Potential homebuyers at a property expo held in Dalian, Liaoning province.(Photo for China Daily/Wang Xizeng)
As Chinese mainland cities maintain their tightening measures on the housing market, home prices in first-tier cities saw little change in June, and the growth momentum in other major cities and third-tier cities has also been checked, the National Bureau of Statistics (NBS) said.
Compared to last year, the four first-tier cities of Beijing, Shanghai, Guangzhou and Shenzhen reported no change in new home prices in June, and the prices of preowned homes in the four cities rose 0.1 percent, according to NBS figures published on Tuesday.
Compared to the previous month, new home prices in the four cities increased 0.6 percent, up 0.3 percentage points from May; specifically, Beijing and Shanghai's new home prices remained flat, while Guangzhou and Shenzhen rose 1.9 percent and 0.3 percent, respectively. Their used home prices stayed unchanged from May.
Among the 70 cities whose home prices are tracked by the NBS, 31 second-tier cities, mostly provincial capitals, rose 6.3 percent and 4.6 percent in new home prices and used home prices respectively from a year ago, widening the growth rates by 0.9 percentage points and 0.2 percentage points from May; the 35 third-tier cities saw their new home prices increase 6 percent and their used home prices rise 4.3 percent, keeping the same growth rate from last month.
Liu Jianwei, a senior statistician at the NBS, credited the stabilized market performance to local governments' unswerving measures to contain local property markets as well as their alignment with the central government's macro policies for the healthy development of the nation's property market.

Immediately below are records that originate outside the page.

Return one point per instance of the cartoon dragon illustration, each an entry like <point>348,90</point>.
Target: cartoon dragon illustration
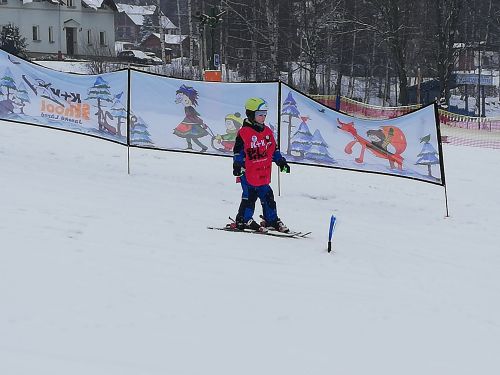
<point>390,134</point>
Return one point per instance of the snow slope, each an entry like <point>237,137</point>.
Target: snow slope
<point>106,273</point>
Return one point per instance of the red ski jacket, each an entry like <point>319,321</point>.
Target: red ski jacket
<point>255,149</point>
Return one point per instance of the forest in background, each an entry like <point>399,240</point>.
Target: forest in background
<point>377,42</point>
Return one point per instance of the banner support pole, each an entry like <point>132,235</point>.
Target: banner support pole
<point>446,200</point>
<point>128,118</point>
<point>279,133</point>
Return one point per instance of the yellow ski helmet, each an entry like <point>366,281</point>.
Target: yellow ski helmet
<point>256,104</point>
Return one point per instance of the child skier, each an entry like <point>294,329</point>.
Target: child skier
<point>254,151</point>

"The upward growth in Guangzhou and most second-tier cities has a lot to do with their policies for attracting talents as well as the lottery system introduced in some cities' new home purchases," said Zhang Dawei, chief analyst at Centaline Property Agency Ltd.
According to Zhang, more than 40 cities including Nanjing, Wuhan, Chengdu, Xi'an and Changsha announced a variety of favorable policies to attract talents such as offering local residence registration, residential subsidies, and granting office space rental for free, and these policies may partly offset previous purchase limits in these cities.
"In addition, 10 cities, including Shanghai, Nanjing, Changsha, Chengdu, Hangzhou, Xi'an, Wuhan, Shenzhen, Qingdao and Fuzhou, introduced a lottery system in new home purchases, which has given homebuyers an impression that housing supplies are short," said Zhang.
Only two out the 15 hot spot cities reported declines in their new home prices from a month ago, showing that prices are resilient in the home market.
"The period between April and June is the traditional peak season for home transactions, and entering July the market may end the upward trend, especially as a new round of tightening policies start to bite," Zhang said.
About 92 percent of the 70 cities saw their new home prices and pre-owned home prices increase, the highest since October 2016.